2007-06-29T22:58:00.000+02:00

A busy week this week where I collected more things to do than I completed. There were some complaints from sites that some VOs have asked them to switch of their resources when their SE is not present for whatever reason. It turns out that CMS already have a good query for finding CEs and SEs but it just needs a bit added to to not match CEs when the SE is not published. This should help sites and users a lot if something sensible can be matched. In the process discovered that there is work going on now to write a more intelligent service information provider in the UK. It looks good in principal but I must give some comments before it gets further. On a similar matching note CERN is about to go live with some SL4 resources which means people are now actually worried about matching to versions of OSes. It seems a bug reported as fixed a while back may in fact not be fixed though I need to check this fix has actually gone into latest WMS that was deployed today.

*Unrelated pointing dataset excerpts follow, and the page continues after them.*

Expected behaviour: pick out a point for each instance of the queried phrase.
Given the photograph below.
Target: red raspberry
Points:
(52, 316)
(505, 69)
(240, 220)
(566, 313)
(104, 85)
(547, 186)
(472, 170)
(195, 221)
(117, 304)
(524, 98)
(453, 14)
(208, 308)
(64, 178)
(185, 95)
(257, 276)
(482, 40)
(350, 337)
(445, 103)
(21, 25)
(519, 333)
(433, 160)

Writing a New YAIM Component

2007-06-20T17:04:00.000+02:00

Committed and started running a new YAIM component today to configure the new FTM node. It is going to be really trivial to do the code, basically I need to edit some text files and turn some services on so I should be able to handle that. I decided to dig out ed for the purpose. It was over 10 years ago worryingly that someone first showed me ed and tried to convince me that if you wanted to edit a text file from a script it was the perfect tool. At the time it seemed far to backwards, today it does indeed seem to be the perfect tool for the job. The initial testing went okay and uncovered several bugs or improvements to be made to YAIM core which are now submitted. The new modular yaim looks like a very sensible idea. It allows me to work on the FTS part without fear of breaking or holding up the rest of the world.

RPMs not ETICS RPMs

2007-06-19T17:36:00.000+02:00

After generating RPMS with ETICS and being generally dissatisfied with them I investigated what others are doing. It seems the order of the day is just to write your own .spec file and tell ETICS not to attempt to do so. It defeats the object of ETICS in that is meant to be package neutral but it decreases my trivial installation instructions from 10 points to just 2 since the rest is handled by a decent package. It should make the subsequent upgrades trivial as well as opposed to a complete reconfiguration from scratch. In fact ETICS is adding features all the time such as recently it now supports the %config RPM directive that is a step in the right direction to make the autogenerated spec files better.

FTS Upgrade at CERN

2007-06-18T19:02:00.000+02:00

After careful planning the the CERN FTS servers, production T0 export, tiertwo and the pilot were all upgraded today to version 2.0. It basically went okay and much to plan with completion 10 minutes before the announced intervention period end was reached. In fact two things went wrong. The quattor wrapper for yaim was never tested with the new YAIM, the new glite-FTS2 and glite-FTA2 targets had to merged in by hand. That was my mistake. The other problem still needs investigating but basically huge fragmentation to the production database appears to have (a) made the schema update a lot slower than expected and (b) an index has become corrupted. All in all it looks like although things are working some more downtime will be needed now perhaps longer than the upgrade itself to clean the database up. All in all it makes my life a lot easier, there is now a lot less left that I am managing from before my time getting to CERN.